Recently, I saw a statistic from a University of Munich study. It analyzed political quotes over the past 10 years and found something that all of us should find unnerving. Since 2016, the use of “conflict-based language”- words like “fight,” “war,” and “battle”- has skyrocketed in its use by politicians, reaching its highest point in American history in 2024. These are our own representatives, advertising themselves as warriors rather than leaders.
But who is there to battle against? Our fellow Americans? The people who live and work beside us every day?
Today’s politicians often paint their opponents as “others.” Republicans call Democrats the “enemies of America”, while Democrats call their opponents “fascists” driven by fear and ignorance. The results of this sort of dialogue come as no surprise–there were 51 incidents of political violence in the last year alone, the largest sustained surge since the ‘70s.
This is not how our country’s founders intended our society to function. They intended for an America built on compromise, an America capable of overcoming its differences. If they wished for anything different, we would not be living in the republic we do today. Sure, there has been and always will be controversy and toxicity, but these should not be such insurmountable problems that real people with children and families have to die. As a country, we have a problem.

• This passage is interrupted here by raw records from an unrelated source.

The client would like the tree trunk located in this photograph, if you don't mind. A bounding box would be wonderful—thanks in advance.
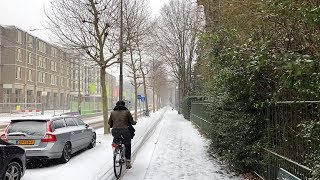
[152,86,156,112]
[100,67,110,134]
[141,68,149,112]
[129,47,138,120]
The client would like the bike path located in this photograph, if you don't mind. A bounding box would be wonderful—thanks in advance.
[122,110,242,180]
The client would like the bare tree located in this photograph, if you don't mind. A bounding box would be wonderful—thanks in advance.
[46,0,124,133]
[124,0,150,119]
[154,0,203,112]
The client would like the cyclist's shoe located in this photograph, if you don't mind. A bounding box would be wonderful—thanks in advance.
[126,160,132,169]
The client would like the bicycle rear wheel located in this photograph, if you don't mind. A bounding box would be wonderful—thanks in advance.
[113,148,124,179]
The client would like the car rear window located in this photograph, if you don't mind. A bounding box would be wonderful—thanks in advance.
[7,120,47,136]
[74,118,85,126]
[66,118,77,126]
[53,119,66,130]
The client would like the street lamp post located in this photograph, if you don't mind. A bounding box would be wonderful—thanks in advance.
[119,0,123,100]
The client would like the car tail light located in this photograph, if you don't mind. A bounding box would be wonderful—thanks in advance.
[41,132,57,142]
[0,134,8,142]
[111,143,118,151]
[47,121,52,132]
[0,125,9,142]
[41,121,57,142]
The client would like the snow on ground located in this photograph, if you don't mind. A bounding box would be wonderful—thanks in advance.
[123,111,241,180]
[22,109,164,180]
[22,109,240,180]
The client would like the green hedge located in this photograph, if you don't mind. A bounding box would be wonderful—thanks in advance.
[181,96,208,120]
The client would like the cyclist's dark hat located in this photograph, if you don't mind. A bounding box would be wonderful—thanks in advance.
[116,101,126,106]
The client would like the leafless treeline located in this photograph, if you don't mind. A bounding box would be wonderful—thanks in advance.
[46,0,202,133]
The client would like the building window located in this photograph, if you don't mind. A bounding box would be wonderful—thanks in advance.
[38,71,46,83]
[38,71,42,82]
[38,56,46,69]
[38,56,43,67]
[38,41,46,53]
[16,67,22,79]
[17,29,22,44]
[3,89,12,103]
[42,58,47,69]
[51,75,57,85]
[16,49,22,62]
[60,77,64,87]
[28,35,33,48]
[51,61,57,71]
[51,47,58,57]
[42,73,46,83]
[28,52,32,65]
[28,69,32,81]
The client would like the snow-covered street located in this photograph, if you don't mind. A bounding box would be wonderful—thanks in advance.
[22,109,240,180]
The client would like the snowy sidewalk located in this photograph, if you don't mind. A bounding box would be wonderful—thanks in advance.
[123,110,241,180]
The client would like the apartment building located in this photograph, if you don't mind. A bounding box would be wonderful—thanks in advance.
[70,55,118,107]
[0,26,70,109]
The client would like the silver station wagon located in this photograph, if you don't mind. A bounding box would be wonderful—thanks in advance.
[1,116,96,163]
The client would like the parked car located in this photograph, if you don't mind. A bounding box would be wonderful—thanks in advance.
[1,116,96,163]
[0,139,26,180]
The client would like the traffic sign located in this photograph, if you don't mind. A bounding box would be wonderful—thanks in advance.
[137,94,142,100]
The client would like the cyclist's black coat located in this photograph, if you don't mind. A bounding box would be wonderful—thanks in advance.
[108,106,136,128]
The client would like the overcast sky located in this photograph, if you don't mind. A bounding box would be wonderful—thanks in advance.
[0,0,169,42]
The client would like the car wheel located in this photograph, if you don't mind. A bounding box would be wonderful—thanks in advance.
[88,133,97,149]
[60,142,71,163]
[2,162,22,180]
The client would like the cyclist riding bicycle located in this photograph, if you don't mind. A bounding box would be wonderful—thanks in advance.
[108,101,137,169]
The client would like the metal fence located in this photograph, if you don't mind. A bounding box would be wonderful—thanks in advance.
[256,101,320,179]
[0,103,43,114]
[190,101,320,180]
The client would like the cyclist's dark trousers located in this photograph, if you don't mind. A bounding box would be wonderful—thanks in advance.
[111,128,131,160]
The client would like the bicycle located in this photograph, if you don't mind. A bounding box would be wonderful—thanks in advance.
[112,136,126,179]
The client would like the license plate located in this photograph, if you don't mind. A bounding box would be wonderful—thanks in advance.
[17,140,34,145]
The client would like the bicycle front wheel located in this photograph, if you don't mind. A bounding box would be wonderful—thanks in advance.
[113,148,123,179]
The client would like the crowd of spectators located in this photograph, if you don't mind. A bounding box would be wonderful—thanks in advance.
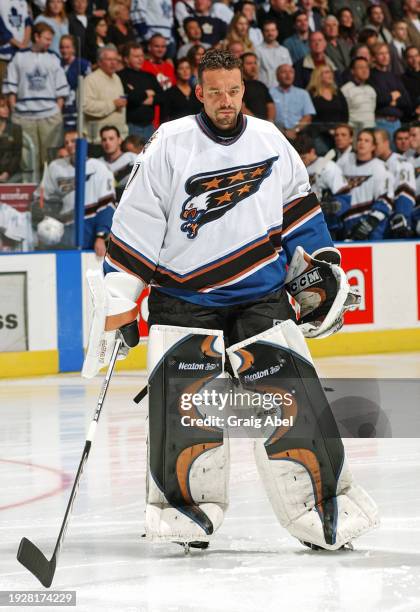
[0,0,420,249]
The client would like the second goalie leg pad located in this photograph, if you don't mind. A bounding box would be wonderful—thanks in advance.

And I think the best cure for that problem is to treat politics the way we do at home: like a good old-fashioned Thanksgiving dinner.
Because, in a way, America is just one big family, and our politics is one big never-ending post- Thanksgiving debate. There is no “other” group of people in our country–we’re all Americans, and we’re all part of the same huge chaotic clan we call the United States. And as such, we should treat each other like we’re family. We still can disagree with one another, but instead of treating the person we disagree with as an enemy, maybe we should try to understand their perspective instead.
This idea of seeing one another beneath all the different ideologies is such a powerful one, especially in the world we live in. It may seem naive to say, ‘why can’t we all just get along?,’ But really, why can’t we? Again, our country was founded on the idea that people are able to agree to disagree. In exchange for the privilege we get in being able to say what we please, we the people in exchange tolerate those who choose to exercise that right. The writers of the Constitution expected that of us when they enshrined our right to free speech.
I know that this essay might come off as preachy. “Why should I care about the other side if they don’t even try to understand me?” you may ask. But when we enter into political arguments, the point is not to argue for the sake of arguing but to create a resolution. Without any sort of common ground, or any attempt to find it, then inherently any argument is pointless. The choice here is not between winning and giving in– it is literally between logic and absurdity.
The road to a better, more tolerant America does not start with a grand political crusade but rather in the hearts of every citizen. That doesn’t mean we all have to give up our beliefs–we just need to recognize the fact that the people we oppose are also human beings, and they have a reason behind what they are saying. Seek to understand rather than beat, to tolerate rather than destroy, and to forgive rather than hate. If we can’t do that, are we even Americans?